Day 4 of RPI covered small group reading instruction. Rather than putting all my notes from today dumped here on my blog, I threw it onto ChatGPT to see if it could make sense of what I had written down and I was pleasantly surprised with its sense making of my bullet points.
Reading Apprenticeship vs Guided Reading: What’s the Difference?
Guided reading focuses on teacher-led small group instruction with texts at the students’ instructional level. We use this time to:
- Introduce word work
- Observe reading behaviors
- Provide explicit teaching points (one at a time—less is more!)
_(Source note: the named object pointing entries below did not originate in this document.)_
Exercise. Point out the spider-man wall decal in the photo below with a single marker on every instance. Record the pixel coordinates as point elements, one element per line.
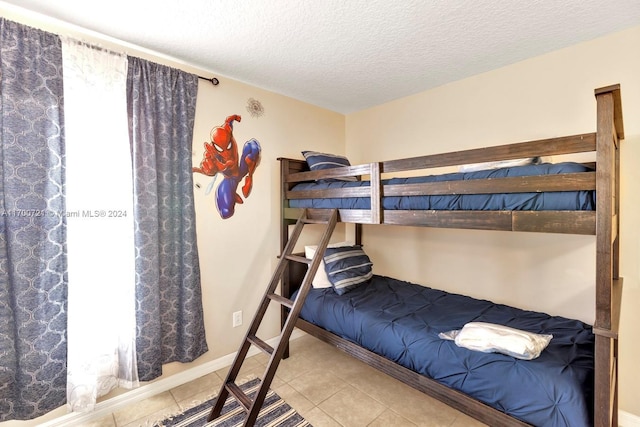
<point>221,156</point>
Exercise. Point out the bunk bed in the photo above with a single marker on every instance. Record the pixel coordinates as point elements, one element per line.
<point>523,198</point>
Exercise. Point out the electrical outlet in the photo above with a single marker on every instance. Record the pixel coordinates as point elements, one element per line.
<point>237,318</point>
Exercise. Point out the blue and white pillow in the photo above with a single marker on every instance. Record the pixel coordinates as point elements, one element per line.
<point>321,161</point>
<point>347,268</point>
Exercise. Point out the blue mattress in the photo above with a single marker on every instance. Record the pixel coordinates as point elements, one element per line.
<point>561,200</point>
<point>401,321</point>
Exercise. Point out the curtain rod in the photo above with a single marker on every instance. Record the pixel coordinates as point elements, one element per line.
<point>213,80</point>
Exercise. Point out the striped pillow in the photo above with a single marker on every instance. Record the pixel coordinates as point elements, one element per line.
<point>320,161</point>
<point>347,268</point>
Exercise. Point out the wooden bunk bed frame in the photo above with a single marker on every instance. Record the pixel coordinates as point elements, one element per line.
<point>603,223</point>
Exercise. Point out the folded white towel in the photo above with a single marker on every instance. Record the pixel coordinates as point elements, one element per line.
<point>490,338</point>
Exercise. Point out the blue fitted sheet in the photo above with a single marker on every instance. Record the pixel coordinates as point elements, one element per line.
<point>561,200</point>
<point>401,321</point>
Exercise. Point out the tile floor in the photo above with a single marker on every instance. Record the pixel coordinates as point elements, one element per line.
<point>327,387</point>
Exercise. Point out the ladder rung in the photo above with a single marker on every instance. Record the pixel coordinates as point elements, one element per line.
<point>281,300</point>
<point>298,258</point>
<point>260,344</point>
<point>314,221</point>
<point>240,396</point>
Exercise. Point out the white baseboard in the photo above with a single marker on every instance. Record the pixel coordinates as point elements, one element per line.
<point>102,409</point>
<point>626,419</point>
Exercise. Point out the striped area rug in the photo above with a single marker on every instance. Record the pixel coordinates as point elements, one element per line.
<point>275,412</point>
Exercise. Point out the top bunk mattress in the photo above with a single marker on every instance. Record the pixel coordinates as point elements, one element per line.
<point>550,201</point>
<point>401,322</point>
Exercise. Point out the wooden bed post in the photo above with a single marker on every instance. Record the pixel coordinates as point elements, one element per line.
<point>608,283</point>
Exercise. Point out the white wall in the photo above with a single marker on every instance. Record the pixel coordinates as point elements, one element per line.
<point>547,96</point>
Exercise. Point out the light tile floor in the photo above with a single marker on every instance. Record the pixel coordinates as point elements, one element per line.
<point>326,386</point>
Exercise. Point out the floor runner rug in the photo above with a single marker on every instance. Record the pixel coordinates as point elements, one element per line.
<point>275,412</point>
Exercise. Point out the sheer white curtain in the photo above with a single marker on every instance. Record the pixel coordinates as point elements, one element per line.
<point>101,318</point>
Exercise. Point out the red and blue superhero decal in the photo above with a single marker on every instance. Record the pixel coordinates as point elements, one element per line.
<point>221,156</point>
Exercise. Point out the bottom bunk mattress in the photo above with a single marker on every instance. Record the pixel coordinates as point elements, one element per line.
<point>401,322</point>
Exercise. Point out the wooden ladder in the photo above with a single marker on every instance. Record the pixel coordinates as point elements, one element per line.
<point>253,406</point>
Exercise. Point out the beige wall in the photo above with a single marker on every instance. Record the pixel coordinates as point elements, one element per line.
<point>551,95</point>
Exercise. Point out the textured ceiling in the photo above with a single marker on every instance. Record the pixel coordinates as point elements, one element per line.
<point>346,55</point>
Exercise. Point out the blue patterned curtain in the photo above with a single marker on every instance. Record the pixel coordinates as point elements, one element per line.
<point>33,278</point>
<point>161,108</point>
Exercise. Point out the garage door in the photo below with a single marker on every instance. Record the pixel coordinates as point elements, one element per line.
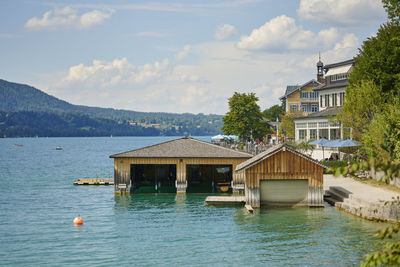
<point>283,191</point>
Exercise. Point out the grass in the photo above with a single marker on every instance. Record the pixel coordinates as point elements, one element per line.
<point>376,183</point>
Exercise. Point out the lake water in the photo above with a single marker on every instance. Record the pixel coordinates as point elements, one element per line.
<point>38,203</point>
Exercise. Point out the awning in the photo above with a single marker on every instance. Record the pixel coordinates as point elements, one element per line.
<point>338,70</point>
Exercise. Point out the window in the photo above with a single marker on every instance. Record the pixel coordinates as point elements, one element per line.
<point>341,98</point>
<point>335,134</point>
<point>302,134</point>
<point>334,100</point>
<point>314,95</point>
<point>313,133</point>
<point>314,108</point>
<point>303,94</point>
<point>323,133</point>
<point>339,77</point>
<point>301,125</point>
<point>327,101</point>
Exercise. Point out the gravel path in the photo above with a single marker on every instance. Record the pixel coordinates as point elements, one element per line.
<point>360,190</point>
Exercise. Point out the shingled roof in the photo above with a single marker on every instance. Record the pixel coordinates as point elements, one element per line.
<point>271,151</point>
<point>185,147</point>
<point>330,111</point>
<point>290,89</point>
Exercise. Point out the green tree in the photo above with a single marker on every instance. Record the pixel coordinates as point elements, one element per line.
<point>363,101</point>
<point>276,111</point>
<point>286,127</point>
<point>244,117</point>
<point>392,7</point>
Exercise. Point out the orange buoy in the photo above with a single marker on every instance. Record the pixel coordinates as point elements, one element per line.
<point>78,220</point>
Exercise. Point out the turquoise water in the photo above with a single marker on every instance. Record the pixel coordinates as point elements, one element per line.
<point>38,204</point>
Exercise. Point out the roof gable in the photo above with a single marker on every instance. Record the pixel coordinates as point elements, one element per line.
<point>185,147</point>
<point>272,151</point>
<point>290,89</point>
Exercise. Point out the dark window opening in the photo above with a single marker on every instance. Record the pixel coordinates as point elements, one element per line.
<point>153,178</point>
<point>208,178</point>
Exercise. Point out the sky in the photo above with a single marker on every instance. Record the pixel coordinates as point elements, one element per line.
<point>177,56</point>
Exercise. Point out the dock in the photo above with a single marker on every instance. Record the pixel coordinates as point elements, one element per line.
<point>225,200</point>
<point>99,181</point>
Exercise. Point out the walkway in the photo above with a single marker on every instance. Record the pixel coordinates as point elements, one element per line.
<point>361,199</point>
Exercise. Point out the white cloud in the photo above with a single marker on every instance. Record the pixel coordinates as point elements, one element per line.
<point>182,55</point>
<point>343,50</point>
<point>67,17</point>
<point>342,11</point>
<point>225,31</point>
<point>281,34</point>
<point>152,34</point>
<point>202,85</point>
<point>102,74</point>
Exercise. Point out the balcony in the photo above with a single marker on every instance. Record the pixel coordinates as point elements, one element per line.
<point>309,100</point>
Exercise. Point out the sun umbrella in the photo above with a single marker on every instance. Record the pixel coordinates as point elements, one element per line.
<point>319,141</point>
<point>217,138</point>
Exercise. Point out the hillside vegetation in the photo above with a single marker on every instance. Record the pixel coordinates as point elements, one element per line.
<point>27,111</point>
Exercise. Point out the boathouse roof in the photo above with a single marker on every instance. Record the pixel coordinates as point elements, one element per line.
<point>271,151</point>
<point>185,147</point>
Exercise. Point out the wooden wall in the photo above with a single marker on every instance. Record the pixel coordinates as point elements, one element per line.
<point>122,169</point>
<point>285,165</point>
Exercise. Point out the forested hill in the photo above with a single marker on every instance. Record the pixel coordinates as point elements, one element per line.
<point>24,107</point>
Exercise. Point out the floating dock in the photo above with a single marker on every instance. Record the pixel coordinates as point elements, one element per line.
<point>99,181</point>
<point>225,200</point>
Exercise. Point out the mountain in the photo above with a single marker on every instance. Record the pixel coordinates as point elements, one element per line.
<point>24,107</point>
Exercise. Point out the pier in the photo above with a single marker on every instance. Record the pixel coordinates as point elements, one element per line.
<point>225,200</point>
<point>100,181</point>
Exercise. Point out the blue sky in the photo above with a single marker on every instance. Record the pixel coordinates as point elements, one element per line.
<point>177,56</point>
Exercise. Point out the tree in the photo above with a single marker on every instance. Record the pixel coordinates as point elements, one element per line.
<point>392,7</point>
<point>379,60</point>
<point>286,127</point>
<point>276,111</point>
<point>244,117</point>
<point>375,80</point>
<point>363,101</point>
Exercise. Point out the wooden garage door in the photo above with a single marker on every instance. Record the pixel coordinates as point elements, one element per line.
<point>283,191</point>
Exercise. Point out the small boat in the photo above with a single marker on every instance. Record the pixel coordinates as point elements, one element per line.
<point>94,181</point>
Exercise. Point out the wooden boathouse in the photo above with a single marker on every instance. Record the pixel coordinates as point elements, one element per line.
<point>181,165</point>
<point>282,176</point>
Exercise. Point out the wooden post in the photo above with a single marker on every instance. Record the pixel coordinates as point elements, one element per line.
<point>181,181</point>
<point>252,196</point>
<point>122,178</point>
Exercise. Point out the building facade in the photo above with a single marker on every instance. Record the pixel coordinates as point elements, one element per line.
<point>331,93</point>
<point>302,97</point>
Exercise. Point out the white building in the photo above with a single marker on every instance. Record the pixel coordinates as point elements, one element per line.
<point>332,91</point>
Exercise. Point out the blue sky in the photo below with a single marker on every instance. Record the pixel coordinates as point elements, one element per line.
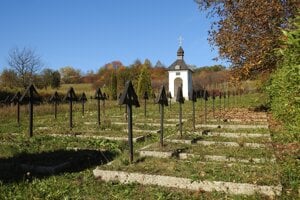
<point>86,34</point>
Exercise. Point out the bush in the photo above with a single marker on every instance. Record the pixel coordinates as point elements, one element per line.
<point>284,85</point>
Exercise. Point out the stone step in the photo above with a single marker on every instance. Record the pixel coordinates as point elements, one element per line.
<point>230,126</point>
<point>188,184</point>
<point>168,154</point>
<point>209,143</point>
<point>238,135</point>
<point>135,139</point>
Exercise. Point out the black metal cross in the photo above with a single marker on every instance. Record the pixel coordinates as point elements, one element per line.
<point>16,100</point>
<point>129,98</point>
<point>55,99</point>
<point>180,100</point>
<point>98,97</point>
<point>32,96</point>
<point>71,96</point>
<point>162,100</point>
<point>83,99</point>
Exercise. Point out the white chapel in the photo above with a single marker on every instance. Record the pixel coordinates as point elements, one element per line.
<point>180,75</point>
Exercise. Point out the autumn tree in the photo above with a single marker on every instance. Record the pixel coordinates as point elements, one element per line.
<point>26,63</point>
<point>247,32</point>
<point>9,78</point>
<point>69,75</point>
<point>55,79</point>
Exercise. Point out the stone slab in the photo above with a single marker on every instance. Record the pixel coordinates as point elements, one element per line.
<point>210,143</point>
<point>160,154</point>
<point>189,184</point>
<point>230,126</point>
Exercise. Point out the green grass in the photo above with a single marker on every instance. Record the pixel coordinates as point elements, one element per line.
<point>195,170</point>
<point>200,150</point>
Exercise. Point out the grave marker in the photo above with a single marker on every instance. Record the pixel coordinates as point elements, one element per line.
<point>83,99</point>
<point>129,98</point>
<point>55,99</point>
<point>98,97</point>
<point>170,97</point>
<point>224,100</point>
<point>145,97</point>
<point>205,97</point>
<point>213,98</point>
<point>194,99</point>
<point>32,96</point>
<point>70,96</point>
<point>180,100</point>
<point>119,99</point>
<point>16,100</point>
<point>7,100</point>
<point>220,112</point>
<point>162,100</point>
<point>104,98</point>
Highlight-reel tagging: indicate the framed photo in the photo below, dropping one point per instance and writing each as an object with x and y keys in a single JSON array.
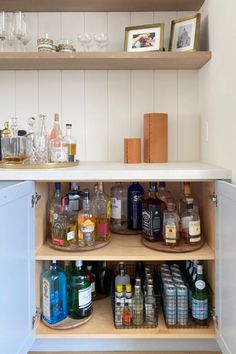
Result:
[
  {"x": 184, "y": 34},
  {"x": 144, "y": 38}
]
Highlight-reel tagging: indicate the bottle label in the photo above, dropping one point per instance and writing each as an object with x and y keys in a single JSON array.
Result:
[
  {"x": 200, "y": 309},
  {"x": 46, "y": 299},
  {"x": 59, "y": 154},
  {"x": 85, "y": 297},
  {"x": 115, "y": 208},
  {"x": 70, "y": 235},
  {"x": 194, "y": 228},
  {"x": 200, "y": 284}
]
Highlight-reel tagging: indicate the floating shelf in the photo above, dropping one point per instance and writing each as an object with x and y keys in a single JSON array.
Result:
[
  {"x": 101, "y": 326},
  {"x": 100, "y": 6},
  {"x": 123, "y": 248},
  {"x": 103, "y": 60}
]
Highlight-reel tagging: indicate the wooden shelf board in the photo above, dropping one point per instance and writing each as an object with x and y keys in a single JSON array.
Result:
[
  {"x": 103, "y": 316},
  {"x": 123, "y": 248},
  {"x": 96, "y": 6},
  {"x": 103, "y": 60}
]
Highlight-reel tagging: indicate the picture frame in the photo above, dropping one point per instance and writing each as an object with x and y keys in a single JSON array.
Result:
[
  {"x": 144, "y": 38},
  {"x": 184, "y": 34}
]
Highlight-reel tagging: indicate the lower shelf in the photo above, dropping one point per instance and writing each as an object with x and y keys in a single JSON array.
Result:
[{"x": 101, "y": 326}]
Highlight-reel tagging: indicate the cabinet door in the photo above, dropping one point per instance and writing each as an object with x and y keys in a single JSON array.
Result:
[
  {"x": 226, "y": 266},
  {"x": 17, "y": 298}
]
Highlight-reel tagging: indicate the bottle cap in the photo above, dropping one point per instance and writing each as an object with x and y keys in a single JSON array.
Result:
[{"x": 119, "y": 288}]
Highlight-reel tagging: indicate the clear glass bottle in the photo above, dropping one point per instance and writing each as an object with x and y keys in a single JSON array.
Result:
[
  {"x": 86, "y": 223},
  {"x": 137, "y": 306},
  {"x": 118, "y": 220},
  {"x": 190, "y": 223},
  {"x": 70, "y": 142},
  {"x": 170, "y": 225},
  {"x": 150, "y": 306},
  {"x": 200, "y": 299},
  {"x": 80, "y": 297},
  {"x": 101, "y": 211},
  {"x": 53, "y": 294},
  {"x": 152, "y": 215}
]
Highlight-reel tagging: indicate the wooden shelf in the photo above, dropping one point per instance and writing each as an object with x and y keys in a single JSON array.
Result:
[
  {"x": 123, "y": 248},
  {"x": 97, "y": 6},
  {"x": 103, "y": 60},
  {"x": 103, "y": 316}
]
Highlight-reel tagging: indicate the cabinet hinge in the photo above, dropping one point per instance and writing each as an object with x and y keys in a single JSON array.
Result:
[
  {"x": 36, "y": 318},
  {"x": 213, "y": 198},
  {"x": 214, "y": 316},
  {"x": 35, "y": 199}
]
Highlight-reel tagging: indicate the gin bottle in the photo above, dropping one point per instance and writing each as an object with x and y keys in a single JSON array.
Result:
[
  {"x": 118, "y": 208},
  {"x": 80, "y": 298},
  {"x": 54, "y": 294}
]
- Scaffold understanding with targeted strategies
In contrast, reading apprenticeship—especially at the high school level—is about gradually releasing responsibility so students can read and reason independently. It’s built on Pillar 2: Rich content coverage and Pillar 3: Gradual release. This approach helps students become metacognitive readers who take risks like saying, “I didn’t understand that—can someone help me?”
Both methods have their place. The key is knowing when to lead, when to guide, and when to let students take the wheel.
Teaching Students to Think Aloud and Read Strategically
Modeling is essential. A digital modeling book with these four parts can be incredibly helpful:
- Learning Intention
- Success Criteria
- Vocabulary (co-constructed with students)
- Teaching Points (e.g., identifying main ideas, understanding author’s craft)
Use screenshots of 1–2 text pages. Model how to notice key details and then let students justify ideas with evidence. Encourage students to annotate and leave digital comments to show thinking and participation in group discussions.
Vocabulary: Set Them Up for Success
Gift your students the right vocabulary. Use word cards, displays, and multiple encounters with key terms. Vocabulary is more than definitions—it's about using, seeing, and understanding words in context.
Introduce new texts by previewing vocabulary, but leave room for student exploration. Foreshadow where needed, but trust them to engage with the text using the scaffolds you’ve provided.
Observing Readers: Less Testing, More Listening
One of the most powerful teaching tools is listening to students read aloud. Have cues in place for when individual students will read, and use a recording sheet or even Google videos for playback and reflection.
- Use running record-style observation:
- Left column: What they read correctly
- Right column: Omissions, misreads, errors that affect comprehension
Avoid bombarding them with comprehension questions. Instead, listen for fluency—expression, pace, volume, smoothness—and use that to inform your next teaching move.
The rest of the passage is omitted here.